A European Vega rocket launched 12 satellites toward orbit tonight (Oct. 8) on its first mission of the year.
The 12 satellites will all be deployed into low Earth orbit (LEO) by about one hour and 45 minutes after launch, if all goes according to plan.
The 100-foot-tall (30 meters) Vega is designed to loft relatively small payloads. It's capable of carrying 3,300 pounds (1,500 kilograms) to a circular orbit 435 miles (700 kilometers) above Earth, according to Arianespace's spec sheet.
The Vega debuted in February 2012 and has flown 22 times to date, which explains the name Arianespace gave to tonight's mission: VV23. The flight was the first for the standard Vega variant since November 2021.
Its upgraded, more powerful cousin, the Vega-C, has flown twice since then, in July 2022 and December 2022. The latter of those two Vega-C missions — its second ever — ended in failure, due to a flaw in the nozzle used on the rocket's second stage.
Two main payloads went up on VV23: THEOS-2 ("Thailand Earth Observation System-2"), a 919-pound (417 kg) Earth-imaging satellite that will be used by the government of Thailand; and FormoSat-7R/Triton, which was developed by Taiwan's space agency.
The 531-pound (241 kg) FormoSat-7R/Triton "is equipped with the Global Navigation Satellite System-Reflectometry (GNSS-R), which collects signals that bounce off the sea surface," Arianespace wrote in a press release. "It helps scientists calculate the wind field over the oceans.
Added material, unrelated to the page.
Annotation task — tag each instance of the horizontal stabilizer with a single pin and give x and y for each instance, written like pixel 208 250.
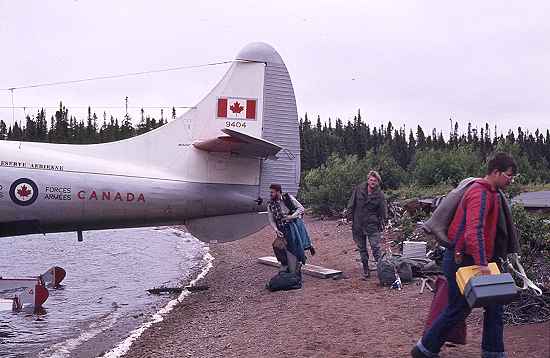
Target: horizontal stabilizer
pixel 239 143
pixel 227 227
This data will be shared with the global meteorology community, contributing to the forecast of typhoon intensity and trajectory."
VV23 is also lofting 10 other payloads for six different customers, which you can read more about in the press release. Altogether, the 12 satellites that launched tonight weigh 2,738 pounds (1,242 kg), according to Arianespace.
Arianespace originally tried to launch the mission on Friday (Oct. 6), but that attempt was called off when a "red status" interrupted the countdown in the final minute due to a measurement on the Vega rocket that was "slightly above its maximum threshold," Arianespace officials said in a statement.